Tuesday, 24 November 2020
Last week we highlighted the Chinese pork production forecast made by the United States Department of Agriculture (USDA) in its latest quarterly outlook. Production in China is expected to grow by 9% in 2021 as sow herds are rebuilt following the outbreak of African Swine Fever (ASF) in the country.
2020 could well mark the low point in Chinese pork production. Their first case of ASF was detected in north-eastern China on 3 August 2018. The consequences eventually culminated in the loss of a large part of the sow herd, and an increased demand for imported meat.
If the USDA forecast were to materialise, although import demand will remain higher than usual in the near term, China’s pork imports would fall by 6% to 4.5 million tonnes in 2021. This would put an estimated 300,000 tonnes of product (carcase weight equivalent) back onto the world market. To put this in context, in monthly terms this is around half the volume that Germany was sending to China before discovering ASF in its own wild boar herd. In the year to date, the UK has exported around 130,000 tonnes of pig meat (product weight, including offal) to China. Although only 3% of China’s imports, this represents 45% of UK exports.
The Chinese Government is ultimately aiming to produce 95% of its pig meat demand domestically, through rapid rebuilding of its pig herd following the ASF epidemic. How rapid remains to be seen, and such growth would of course be on an unprecedented scale. But, according to official data, the herd has already been growing at an impressive rate.
Data from the Chinese Ministry of Agriculture and Rural Areas indicates that the reproductive sow herd numbered approximately 26 million head in October, up from approximately 19 million a year ago. The same data indicates that the sow herd was over 30 million when ASF was discovered, having been in decline for some years. The picture of growth is partly supported by trade data too. China imported 29.5m tonnes of soyabeans in the third quarter of 2020, 12% more than at the same point in 2019.

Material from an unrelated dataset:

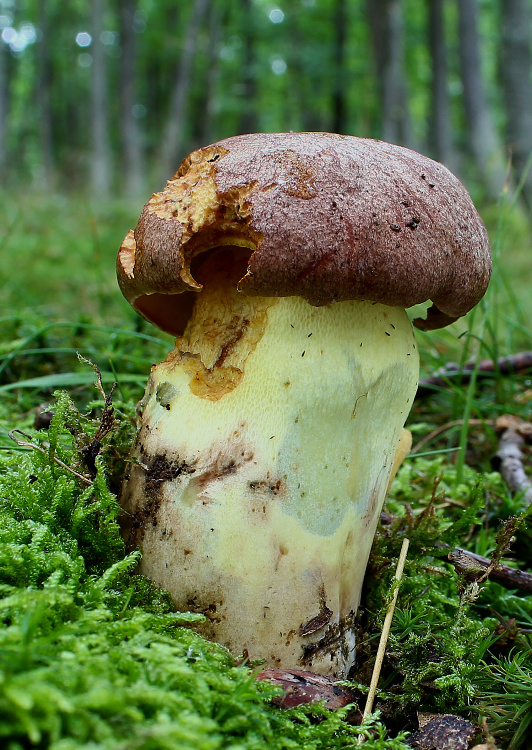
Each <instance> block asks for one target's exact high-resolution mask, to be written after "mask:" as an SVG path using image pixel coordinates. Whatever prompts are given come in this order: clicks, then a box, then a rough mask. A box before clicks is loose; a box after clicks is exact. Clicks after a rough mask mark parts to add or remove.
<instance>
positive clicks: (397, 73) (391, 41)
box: [366, 0, 415, 147]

However, it is not simply a question of sow numbers. A good portion of the herd growth is almost certainly from more productive and biosecure units. China had already been moving away from “backyard” pig farming before the ASF outbreak, and the management of the disease will ultimately accelerate this progress. Improvements in supply chain logistics are also reported to be taking place. Pre-ASF sow numbers may not be needed to produce pre-ASF amounts of pig meat.